Of real significance, one of the key withholding dates has been extended by two years. FATCA withholding may now only be deducted from payments of gross proceeds in respect of sales or dispositions of property within the scope of the regime that occur after 31 December 2016.
Unfortunately the IRS did not extend the dates for the other FATCA withholding obligations. Consequently, FATCA withholding may still be deducted from payments of US source FDAP income paid after 31 December 2013, and in respect of "foreign pass-thru payments" made after 31 December 2016.
Due diligence and reporting
The IRS has brought the due diligence and reporting dates in the proposed Regulations into line with the requirements of the draft model intergovernmental agreement (IGA) released on 26 July 2012 (for more information about the IGA click here). For participating foreign financial institutions (FFIs), the new dates by which FFIs must have completed FATCA due diligence obligations in respect of their account holders are as follows:
- For new account holders (both individual and entity accounts), by the later of 1 January 2014 or the effective date of the relevant agreement between the FFI and the IRS (FFI Effective Date). The IRS has confirmed that the FFI Effective Date for FFI agreements entered into in 2013 will be 1 January 2014.

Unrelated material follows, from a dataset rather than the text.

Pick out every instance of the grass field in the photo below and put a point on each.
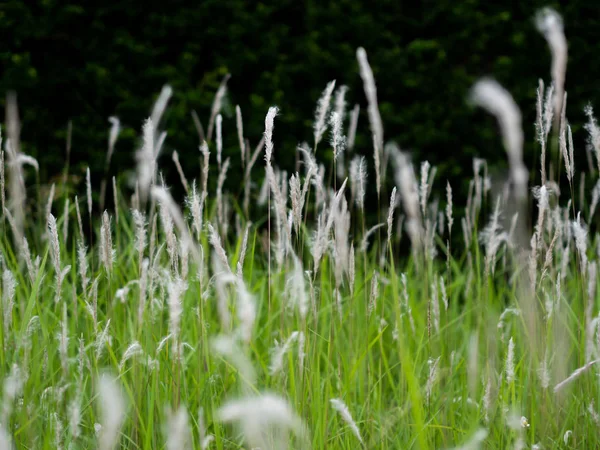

For pre-existing accounts (being accounts maintained by the FFI prior to the later of 1 January 2014 or the FFI Effective Date):
- Entities that are “prima facie FFIs” under the Regulations: By the later of 30 June 2014 or 6 months after the FFI Effective Date
- Entities other than “prima facie FFIs”: By the later of 31 December 2015 or two years after the FFI Effective Date
- Individuals (other than “high value accounts” (i.e. account balances or values of more than USD1 million)): By the later of 31 December 2015 or two years after the FFI Effective Date
- Individuals (“high value accounts”): 31 December 2014 or one year after the FFI Effective Date
The date for filing reports with the IRS in respect of a participating FFI’s US accounts has also moved in line with the IGA, such that reports in respect of US accounts maintained during the 2013 and 2014 calendar years must now be filed by 31 March 2015.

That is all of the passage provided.